The Spheres Dataset: Multitrack Orchestral Recordings for Music Source Separation and Information Retrieval
Jaime Garcia-Martinez, David Diaz-Guerra, John Anderson, Ricardo Falcon-Perez, Pablo Caba\~nas-Molero, Tuomas Virtanen, Julio J. Carabias-Orti, Pedro Vera-Candeas

TL;DR
The Spheres dataset provides multitrack orchestral recordings with detailed acoustic data, designed to advance machine learning research in music source separation and related MIR tasks in classical music.
Contribution
It introduces a comprehensive orchestral dataset with multi-microphone recordings, isolated stems, and room impulse responses for benchmarking and developing separation algorithms.
Findings
Baseline models show promising separation performance.
The dataset reveals challenges in complex orchestral source separation.
Acoustic analysis offers insights into recording space characteristics.
Abstract
This paper introduces The Spheres dataset, multitrack orchestral recordings designed to advance machine learning research in music source separation and related MIR tasks within the classical music domain. The dataset is composed of over one hour recordings of musical pieces performed by the Colibr\`i Ensemble at The Spheres recording studio, capturing two canonical works - Tchaikovsky's Romeo and Juliet and Mozart's Symphony No. 40 - along with chromatic scales and solo excerpts for each instrument.
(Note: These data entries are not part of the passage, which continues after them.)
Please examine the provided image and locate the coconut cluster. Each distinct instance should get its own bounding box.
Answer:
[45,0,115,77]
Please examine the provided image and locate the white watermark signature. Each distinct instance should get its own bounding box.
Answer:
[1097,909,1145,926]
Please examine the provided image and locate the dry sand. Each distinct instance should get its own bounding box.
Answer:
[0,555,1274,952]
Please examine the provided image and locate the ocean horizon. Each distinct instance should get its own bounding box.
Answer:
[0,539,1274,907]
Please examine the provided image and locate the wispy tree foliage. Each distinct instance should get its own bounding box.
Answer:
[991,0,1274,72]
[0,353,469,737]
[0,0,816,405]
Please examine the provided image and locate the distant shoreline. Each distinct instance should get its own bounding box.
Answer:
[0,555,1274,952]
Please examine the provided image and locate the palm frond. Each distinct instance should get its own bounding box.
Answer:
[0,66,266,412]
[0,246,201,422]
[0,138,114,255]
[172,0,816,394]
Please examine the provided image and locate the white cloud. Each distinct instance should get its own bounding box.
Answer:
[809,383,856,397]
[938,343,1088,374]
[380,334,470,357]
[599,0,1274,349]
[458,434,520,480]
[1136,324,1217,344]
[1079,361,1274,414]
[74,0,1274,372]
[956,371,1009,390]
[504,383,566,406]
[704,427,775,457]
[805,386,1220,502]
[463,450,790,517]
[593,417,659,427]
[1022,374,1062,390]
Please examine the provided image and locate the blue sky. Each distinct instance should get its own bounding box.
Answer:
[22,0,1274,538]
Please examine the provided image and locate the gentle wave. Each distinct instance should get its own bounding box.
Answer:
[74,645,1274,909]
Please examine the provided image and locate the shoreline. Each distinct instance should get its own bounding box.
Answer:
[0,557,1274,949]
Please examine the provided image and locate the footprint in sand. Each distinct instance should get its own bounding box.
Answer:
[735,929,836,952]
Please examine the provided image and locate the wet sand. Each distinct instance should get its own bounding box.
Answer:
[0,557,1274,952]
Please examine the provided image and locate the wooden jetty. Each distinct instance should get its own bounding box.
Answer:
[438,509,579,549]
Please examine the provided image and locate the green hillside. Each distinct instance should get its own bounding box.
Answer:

The recording setup employed 23 microphones, including close spot, main, and ambient microphones, enabling the creation of realistic stereo mixes with controlled bleeding and providing isolated stems for supervised training of source separation models. In addition, room impulse responses were estimated for each instrument position, offering valuable acoustic characterization of the…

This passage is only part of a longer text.